Standardizing data for machine learning: Many machine learning algorithms require that the data be standardized before they can be used. 
Standardization typically involves scaling the data to have a mean of 0 and a standard deviation of 1. Z-scores can be used to achieve this standardization.

In the example above, we calculated the z-scores for a sample dataset. The z-scores show how many standard deviations each data point is away from the mean. For example, the first data point has a z-score of -0.91, 
which means it is 0.91 standard deviations below the mean.The sixth data point has a z-score of 1.78, which means it is 1.78 standard deviations above the mean.

In [None]:
# Q9: What is Central Limit Theorem? State the significance of the Central Limit Theorem.
'''
The Central Limit Theorem (CLT) is a fundamental concept in probability and statistics that holds immense significance in various fields.
It describes the behavior of the sampling distribution of means under certain conditions.

Key Idea:

Imagine you have a population with any distribution (not necessarily normal). If you repeatedly draw large enough samples from this population and calculate the mean of each sample,
the distribution of those sample means will tend to approach a normal distribution, regardless of the original population's shape.

Conditions:
Independent samples: Each sample must be drawn independently from the population, meaning previous draws have no influence on subsequent ones.
Large enough sample size: While the exact threshold varies depending on the population distribution, the theorem generally applies well for sample sizes greater than 30.

Significance:
    1. Justifies the use of normal distribution: Even if real-world data doesn't perfectly follow a normal distribution, if the sample size is large enough,
       the CLT assures that the distribution of means will be approximately normal.
    2. Confidence intervals and hypothesis testing: Many statistical methods, 
       like confidence intervals and hypothesis testing, rely on the normality assumption.
    3. Simplifies complex problems: Analyzing complex distributions can be challenging. The CLT allows us to approximate the behavior of sample means using the well-understood normal distribution, 
       simplifying tasks like estimating population means, testing hypotheses, and making predictions.
       

In [None]:
# Q10: State the assumptions of the Central Limit Theorem.
'''
1. Independent Sampling:
Each sample must be drawn independently from the population. This means that the selection of one sample does not influence the selection of any other sample. 
Past draws should have no bearing on future ones.

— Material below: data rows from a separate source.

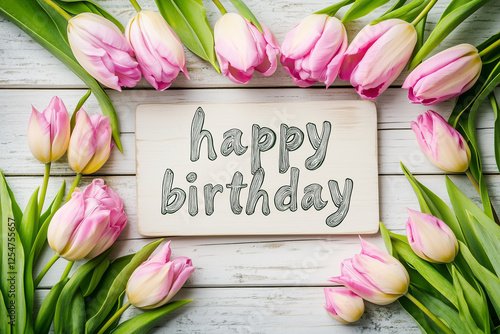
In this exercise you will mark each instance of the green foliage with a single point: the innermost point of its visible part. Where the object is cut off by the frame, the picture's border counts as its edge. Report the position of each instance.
(34, 20)
(189, 20)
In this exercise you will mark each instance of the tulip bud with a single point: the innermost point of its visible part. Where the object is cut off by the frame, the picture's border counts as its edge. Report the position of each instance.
(102, 50)
(444, 76)
(49, 131)
(241, 48)
(442, 144)
(157, 48)
(430, 238)
(377, 55)
(90, 144)
(374, 275)
(157, 280)
(343, 305)
(313, 50)
(88, 224)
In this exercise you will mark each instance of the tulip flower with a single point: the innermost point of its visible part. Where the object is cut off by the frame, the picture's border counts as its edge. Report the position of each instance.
(377, 55)
(90, 144)
(343, 305)
(88, 224)
(241, 48)
(158, 279)
(444, 76)
(313, 50)
(374, 275)
(430, 238)
(442, 144)
(102, 50)
(49, 131)
(157, 48)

2. Large Enough Sample Size:
While the exact threshold varies depending on the population distribution, the theorem generally applies well for sample sizes greater than 30. 
As the sample size increases, the distribution of sample means becomes closer to a normal distribution, regardless of the original population's shape.

3. Finite Population Variance:
The population from which you are sampling must have a finite variance. This means that the spread of values in the population is not infinite.
Infinite variance can lead to unexpected behavior in the sampling distribution of means.